Speaking of things being missing, LSD's engine seems to be missing a vital line of code that allows it to render more than three polygons before chugging like a pledge at a Delta Phi kegger. I imagine the engine being like the engine room of the Starship Enterprise during a space battle: the game code requests a new polygon or texture and Scotty goes "Fuck off, Kirk! I've got a wall to render, then a fog effect dammit!" I'm actually semi-convinced that this engine is an elaborate joke; maybe Asmik had a feud with the makers of the Sega 32X and programmed it as a cheap shot at the 32X's graphic abilities. Then they forgot about it until a week before this game was due and there was a conversation like this:
Programmer 1: HAHAHA! We don't have time to program new engine! Where's joke engine that can only render 12 polygons before crashing?
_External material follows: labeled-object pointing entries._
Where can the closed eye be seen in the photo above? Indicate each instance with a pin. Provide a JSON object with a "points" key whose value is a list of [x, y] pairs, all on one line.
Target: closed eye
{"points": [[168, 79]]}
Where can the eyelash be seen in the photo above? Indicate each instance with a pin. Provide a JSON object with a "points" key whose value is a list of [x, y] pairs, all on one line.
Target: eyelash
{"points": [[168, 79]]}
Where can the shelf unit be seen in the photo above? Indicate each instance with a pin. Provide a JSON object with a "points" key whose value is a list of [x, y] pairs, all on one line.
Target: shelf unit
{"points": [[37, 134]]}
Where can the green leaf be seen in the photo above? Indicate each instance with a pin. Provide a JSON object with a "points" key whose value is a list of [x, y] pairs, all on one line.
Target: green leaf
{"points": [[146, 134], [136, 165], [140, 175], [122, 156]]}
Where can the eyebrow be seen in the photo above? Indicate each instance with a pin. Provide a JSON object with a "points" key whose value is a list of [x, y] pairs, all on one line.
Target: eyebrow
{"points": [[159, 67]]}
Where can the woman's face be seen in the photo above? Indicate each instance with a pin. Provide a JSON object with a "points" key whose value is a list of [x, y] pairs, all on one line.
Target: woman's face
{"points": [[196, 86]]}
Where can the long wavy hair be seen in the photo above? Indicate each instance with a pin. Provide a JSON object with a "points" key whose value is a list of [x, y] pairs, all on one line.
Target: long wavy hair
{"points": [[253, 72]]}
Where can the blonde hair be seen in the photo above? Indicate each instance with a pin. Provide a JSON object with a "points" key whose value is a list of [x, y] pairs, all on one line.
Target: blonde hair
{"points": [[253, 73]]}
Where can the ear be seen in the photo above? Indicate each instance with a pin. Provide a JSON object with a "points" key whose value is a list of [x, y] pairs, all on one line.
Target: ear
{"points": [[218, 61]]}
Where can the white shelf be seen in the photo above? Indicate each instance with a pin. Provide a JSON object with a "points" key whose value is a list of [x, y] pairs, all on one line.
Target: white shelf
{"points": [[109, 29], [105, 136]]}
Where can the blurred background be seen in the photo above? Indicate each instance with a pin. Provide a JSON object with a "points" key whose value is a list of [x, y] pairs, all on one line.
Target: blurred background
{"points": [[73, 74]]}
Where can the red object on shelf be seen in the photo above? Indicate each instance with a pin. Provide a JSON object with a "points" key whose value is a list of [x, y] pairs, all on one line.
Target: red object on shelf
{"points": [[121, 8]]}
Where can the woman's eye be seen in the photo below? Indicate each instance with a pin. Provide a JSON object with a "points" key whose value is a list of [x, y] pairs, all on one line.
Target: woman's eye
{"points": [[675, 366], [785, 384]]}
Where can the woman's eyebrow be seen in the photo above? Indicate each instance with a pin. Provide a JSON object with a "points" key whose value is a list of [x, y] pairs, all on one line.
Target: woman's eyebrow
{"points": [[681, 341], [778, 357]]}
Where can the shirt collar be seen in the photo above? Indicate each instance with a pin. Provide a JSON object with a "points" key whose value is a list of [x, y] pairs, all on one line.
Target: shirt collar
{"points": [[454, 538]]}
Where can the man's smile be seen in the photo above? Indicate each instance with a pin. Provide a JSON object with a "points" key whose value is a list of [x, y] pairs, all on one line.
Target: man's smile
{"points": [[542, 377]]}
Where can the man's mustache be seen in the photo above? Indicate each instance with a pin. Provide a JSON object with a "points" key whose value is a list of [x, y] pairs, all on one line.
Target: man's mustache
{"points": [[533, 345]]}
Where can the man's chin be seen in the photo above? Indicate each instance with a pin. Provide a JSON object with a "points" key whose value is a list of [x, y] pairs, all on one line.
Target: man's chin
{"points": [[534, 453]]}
Programmer 2: The one that stretches textures like they're made of silly putty?
Programmer 1: YES! The one that's like bad dream where you're half awake and everything is blurry mosaic of half-formed pictures!
Programmer 2: I just vomited.
Programmer 1: Me too! HAHAHA!
The trippiest effects come in the form of graphical glitches.
In the audio department, LSD's music sounds like it was composed for robots or Lovecraft monsters who use scales beyond our comprehension. According to Wikipedia, the tracks in the game are called "patterns, not tunes," which is a pretty accurate description: anyone claiming to find an actual tune in them is grasping at straws. The sound effects aren't much better. They consist mainly of your character's footsteps, which sound like they were optimized for a ColecoVision sound card. But on the plus side, they at least partially drown out the music. And the weeping of your inner child, who realizes, since you're playing this game alone on a Friday night, that you've wasted your life.
Are there any redeeming features to LSD? If you forced me to name two at gunpoint, I guess I'd say it has an original premise, and that maybe if it didn't have so many glaring faults in the graphics, gameplay, and Everything Else departments, it might almost be interesting. Not enough to make me like it, mind you, but enough that I wouldn't out-and-out hate it. At least not in crass ways like calling its developers assholes, or saying that its "cult following" probably consists of crusty stoners whose favorite movies, in order, are Waking Life, The Matrix, and What Dreams May Come. As it stands, LSD has probably the lowest fun-retention rate of any game I've played, going from psychotic the first few times to mind-numbingly boring after that. There's no objective, so theoretically it goes on forever until you do a cost-benefit analysis of all the time you've wasted. That's sort of the end boss, except you defeat it by crying and then alcohol. Just say "no" to LSD.